Reapareció la princesa adolescente y lo más destacado fueron sus tacones. Sus primeros tacones, ojito. Los firma Mascaró y aunque se alejan bastante del icono, las crónicas de sociedad le conceden a los tres centímetros de alza cuadrada del modelo Lindsay en tela brillante oro champán la categoría oficial de tacón. La princesa va a cumplir 15 años y los cronistas de la corte consideran estos zapatos que calzó el día 12 un rito de paso, una evidencia de que la chiquilla avanza firme de niñaaaaa a mujeeeeerrr. Si su nombre fuese Manolo en lugar de Leonor, los escribientes lo tendrían más difícil para arrancar a una prenda tanto código evolutivo, pero la princesa es mujer y las mujeres vamos bien pertrechadas de contexto entre la cabeza y la punta de los pies. Vistos sus zapatos brillante oro champán, su falda midi azul y su suéter blanco de lana de alpaca, cuello alto y manga abullonada resultó inevitable pensar en un cuento, ese en el que la princesa pierde el zapato de cristal segundos antes de convertirse en cenicienta.

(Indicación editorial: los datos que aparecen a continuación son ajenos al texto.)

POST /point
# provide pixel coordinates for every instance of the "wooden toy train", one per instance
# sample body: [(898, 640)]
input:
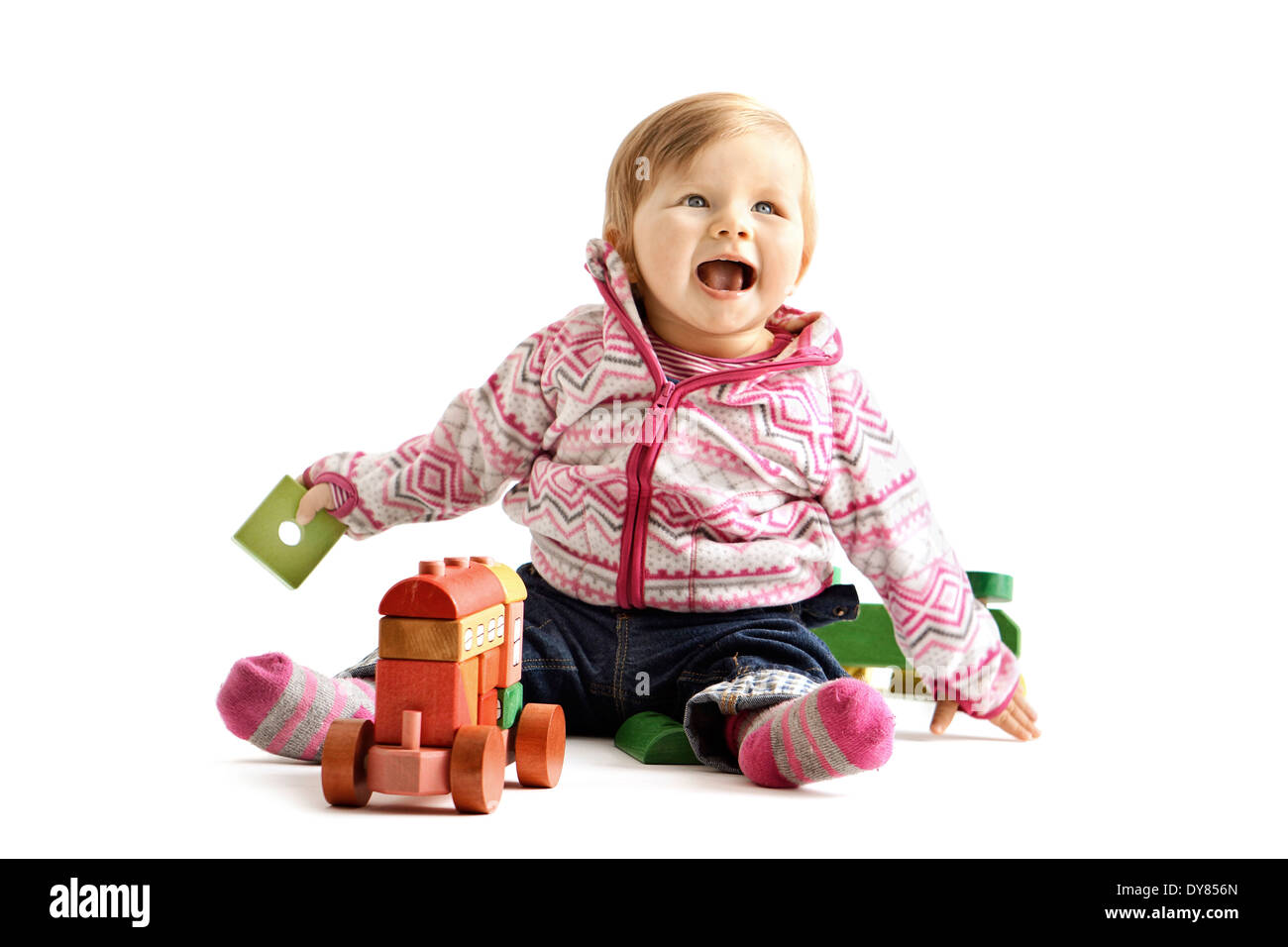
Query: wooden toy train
[(450, 712)]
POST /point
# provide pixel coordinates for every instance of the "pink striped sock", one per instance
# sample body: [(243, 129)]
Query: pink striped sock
[(840, 728), (286, 707)]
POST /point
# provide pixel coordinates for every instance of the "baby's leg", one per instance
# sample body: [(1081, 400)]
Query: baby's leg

SARKOZY, HERRAMIENTA DE ESTADO

Convendría fijarse mucho más de lo que lo hacemos en los zapatos. Hay grandes historias asociadas a ellos. De los de Sarkozy se hablaba como una herramienta de Estado. Fueron tratados en las páginas de economía por ser la avanzada de un nuevo nicho de mercado de una suculencia previsible: el de los zapatos de tacón para hombre con el tacón disimulado porque en los hombres los pertrechos del contexto son más hacia el interior, como las camisetas abanderado. Si tuviésemos memoria histórica sabríamos que los zapatos de tacón explícito han sido usados tanto por hombres como por mujeres y que fueron un símbolo de clase en la corte de Luis XIV. Elizabeth Semmelhack, una canadiense que sabe mucho de estas cosas, nos aclara que la aristocracia francesa se entregó a los tacones porque «una de las mejores maneras de tener estatus social era a través de costumbres imprácticas». Era lógico que tras la revolución además de cabezas rodaran los estiletos, muy poco prácticos para tomar la Bastilla y menearse, en general.

Leonor se ha encaramado ya a tres centímetros del suelo. Cada milímetro que suba tendrá una crónica. Que será también la de su destino.